Après les attentats de Charlie Hebdo, que nous avons évoqués dans deux articles sur  le blog (ici et ), l’exposition Femina, la réappropriation des modèles qui devait se tenir à Clichy-la-Garenne du 25 janvier au 26 avril a pris fin début février, soit juste après son inauguration.


Silence
de Zoulikha Bouabdellah © Gallerie Anne de Villepoix

 

Musées et expositions subissent fortement l’actualité depuis janvier 2015...

Tout est parti d’une œuvre de l’artiste franco-algérienne Zoulikha Bouabdellah, Silence, qui était devenue trop sensible pour certains. Silence questionne la place des femmes dans la religion par 28 paires d’escarpins disposées dans des trous faits à 28 tapis de prière. Après les attentas de janvier, la thématique abordée est apparue susceptible de causer d’éventuels incidents irresponsables. Pour soutenir Zoulikha Bouabdellah, toute l’exposition a été décrochée.

Plus récemment c’est le musée irakien de Mossoul qui a souffert. De très nombreuses œuvres ont été violemment détruites par Daesh, vidéos à l’appui. Mais si le monde de l’art, de la culture (avec le monde entier) s’indigne et souffre de ce que vivent les musées et les expositions, il essaie aussi de trouver des solutions. 

Privée de toute visite l’exposition Femina ? Pas si sûr. Détruites et destinées à être oubliées à jamais les œuvres du musée de Mossoul ? Peut-être pas. Car si les musées réels, physiques sont touchés par toute cette actualité, ce n’est pas le cas des musées virtuels. Et ce sont eux qui naissent dans de tels moments et redonnent un souffle d’espoir à la culture. 

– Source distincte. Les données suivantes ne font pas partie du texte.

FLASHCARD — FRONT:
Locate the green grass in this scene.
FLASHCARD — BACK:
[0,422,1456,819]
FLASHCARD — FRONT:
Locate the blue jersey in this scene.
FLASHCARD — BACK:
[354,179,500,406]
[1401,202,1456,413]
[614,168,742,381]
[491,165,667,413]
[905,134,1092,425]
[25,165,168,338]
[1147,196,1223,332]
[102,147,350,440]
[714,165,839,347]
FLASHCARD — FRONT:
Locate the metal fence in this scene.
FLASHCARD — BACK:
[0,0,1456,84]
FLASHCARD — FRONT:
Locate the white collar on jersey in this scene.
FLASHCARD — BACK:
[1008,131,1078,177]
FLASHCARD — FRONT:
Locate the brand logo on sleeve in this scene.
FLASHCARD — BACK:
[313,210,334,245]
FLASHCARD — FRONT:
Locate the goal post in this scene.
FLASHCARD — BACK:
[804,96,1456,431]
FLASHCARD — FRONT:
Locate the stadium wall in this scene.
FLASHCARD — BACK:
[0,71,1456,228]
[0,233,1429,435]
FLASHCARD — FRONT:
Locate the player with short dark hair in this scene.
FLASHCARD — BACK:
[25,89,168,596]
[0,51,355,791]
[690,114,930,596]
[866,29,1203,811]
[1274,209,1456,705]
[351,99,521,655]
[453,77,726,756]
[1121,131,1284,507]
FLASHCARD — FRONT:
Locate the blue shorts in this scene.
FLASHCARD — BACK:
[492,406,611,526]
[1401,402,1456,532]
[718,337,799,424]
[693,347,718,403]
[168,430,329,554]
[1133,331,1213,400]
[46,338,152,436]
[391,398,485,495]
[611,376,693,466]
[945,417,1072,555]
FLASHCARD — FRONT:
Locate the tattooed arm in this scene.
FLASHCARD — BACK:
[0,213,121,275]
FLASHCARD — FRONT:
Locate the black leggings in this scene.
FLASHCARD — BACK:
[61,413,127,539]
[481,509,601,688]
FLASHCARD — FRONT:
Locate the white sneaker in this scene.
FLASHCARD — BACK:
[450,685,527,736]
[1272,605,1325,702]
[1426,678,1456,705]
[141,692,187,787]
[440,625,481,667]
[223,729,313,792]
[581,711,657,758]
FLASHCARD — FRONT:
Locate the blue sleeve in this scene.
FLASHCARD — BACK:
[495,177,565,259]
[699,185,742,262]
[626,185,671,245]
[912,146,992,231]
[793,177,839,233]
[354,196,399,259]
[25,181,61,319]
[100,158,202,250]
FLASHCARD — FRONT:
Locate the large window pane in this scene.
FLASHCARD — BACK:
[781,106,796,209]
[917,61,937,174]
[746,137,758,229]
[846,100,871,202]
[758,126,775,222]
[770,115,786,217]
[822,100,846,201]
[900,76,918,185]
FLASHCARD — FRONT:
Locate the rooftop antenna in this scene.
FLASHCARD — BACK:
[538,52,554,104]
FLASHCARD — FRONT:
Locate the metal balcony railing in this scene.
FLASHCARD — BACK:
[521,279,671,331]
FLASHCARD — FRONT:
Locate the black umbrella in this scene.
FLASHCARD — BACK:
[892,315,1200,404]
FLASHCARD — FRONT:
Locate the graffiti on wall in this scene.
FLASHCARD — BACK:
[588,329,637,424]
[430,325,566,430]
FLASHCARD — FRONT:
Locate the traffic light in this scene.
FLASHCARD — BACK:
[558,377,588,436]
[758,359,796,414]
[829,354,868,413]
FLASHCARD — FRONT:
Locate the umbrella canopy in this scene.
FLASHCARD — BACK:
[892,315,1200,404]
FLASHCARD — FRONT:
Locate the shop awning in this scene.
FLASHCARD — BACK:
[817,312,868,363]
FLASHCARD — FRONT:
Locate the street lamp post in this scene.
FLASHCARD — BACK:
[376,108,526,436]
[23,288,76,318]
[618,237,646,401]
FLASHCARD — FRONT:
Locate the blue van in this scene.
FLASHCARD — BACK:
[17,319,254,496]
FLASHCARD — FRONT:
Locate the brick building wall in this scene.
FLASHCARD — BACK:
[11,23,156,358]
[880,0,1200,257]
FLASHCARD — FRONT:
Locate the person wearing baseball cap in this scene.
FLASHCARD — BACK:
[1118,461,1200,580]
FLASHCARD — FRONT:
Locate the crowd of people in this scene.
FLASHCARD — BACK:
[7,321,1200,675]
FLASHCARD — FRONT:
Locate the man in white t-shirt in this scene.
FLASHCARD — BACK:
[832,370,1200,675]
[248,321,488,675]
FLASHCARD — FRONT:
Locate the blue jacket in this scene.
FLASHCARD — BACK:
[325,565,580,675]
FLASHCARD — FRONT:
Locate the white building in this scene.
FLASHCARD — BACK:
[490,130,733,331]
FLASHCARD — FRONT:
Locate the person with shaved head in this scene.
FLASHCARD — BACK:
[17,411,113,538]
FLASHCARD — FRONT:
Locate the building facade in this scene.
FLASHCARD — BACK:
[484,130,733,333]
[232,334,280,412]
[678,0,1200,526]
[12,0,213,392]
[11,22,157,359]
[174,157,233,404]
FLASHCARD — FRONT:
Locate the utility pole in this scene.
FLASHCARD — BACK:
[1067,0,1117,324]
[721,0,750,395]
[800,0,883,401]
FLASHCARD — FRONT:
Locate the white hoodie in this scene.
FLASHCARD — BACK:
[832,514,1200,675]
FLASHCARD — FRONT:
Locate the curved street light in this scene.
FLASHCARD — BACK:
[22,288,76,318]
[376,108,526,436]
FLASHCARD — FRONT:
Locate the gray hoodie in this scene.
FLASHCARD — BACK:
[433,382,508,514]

L’exposition Femina qui voulait mettre en valeur la création artistique féminine se visite désormais en ligne.  Avec une vue à 360° vous pouvez vous déplacer dans les salles de l’exposition, du rez-de-chaussée à l’étage et pouvez admirer les œuvres qui étaient présentées. Cette mésaventure n’empêchera surement pas le cycle d’expositions sur les femmes artistes commencé par la Galerie Les filles du calvaire de continuer pour s’achever avec Et les autres minorités dont les dates ne sont pas encore connues.

Les œuvres du musée de Mossoul, quant à elles, reviennent peu à peu à la vie, grâce à la création d’un musée virtuel, d’une plateforme où chacun peut participer pour recréer en 3D les œuvres détruites. Malgré leur destruction physique, elles revivent ainsi sur nos écrans et pourront peut-être un jour à nouveau exister de façon matérielle. 

Capture d’écran de l’entrée de la visite virtuelle de Femina, la réappropriation des modèles.

 

Le musée virtuel comme réaction

Dans de telles circonstances, le musée virtuel prend un nouveau sens. Non seulement il permet de rendre les œuvres accessibles au plus grand nombre mais surtout, c’est une réaction face à l’actualité.

Une exposition ne peut pas se faire car l’une de ses œuvres est trop sensible ? Qu’à cela ne tienne ! S’il est compliqué, sans soutien, de la maintenir visible dans le lieu prévu, la faire vivre et revivre de manière virtuelle est un moyen pour l’artiste, de continuer à partager son travail, ses réflexions. C’est une manière de répondre à cette pression et ces craintes. Précisions que Silence n’a pas été créée en réaction aux attentats de janvier. L’œuvre a pris un sens nouveau avec l’actualité. Cette résonance participe de sa force, de son intérêt et de sa pertinence. 

De la même manière, le Project Mossoul est une arme contre Daesh et son souhait de détruire tout un pan de l’héritage culturel mondial. Détruire des œuvres ne détruit pas toutes leurs traces, tous les souvenirs qu’elles ont laissées. Et grâce aux avancées technologiques, à la modélisation 3D, ces œuvres continuent à vivre et pourront à nouveau voir le jour. Plus que cela, ce projet de musée virtuel collaboratif pourrait aussi permettre de reconnaître et suivre les objets pillés et revendus. 

Modélisation 3D du mihrab de la mosquée Banat Al Hasan © ruimx 

 

Bien entendu, les musées virtuels comme les musées réels ne sont pas protégés de toutes les menaces. La cyberattaque qui a frappé TV5 Monde dernièrement le montre bien. Le virtuel n’est pas exempt de toute menace. Mais, dans de telles situations, c’est tout de même un beau soutien que le numérique offre aux musées.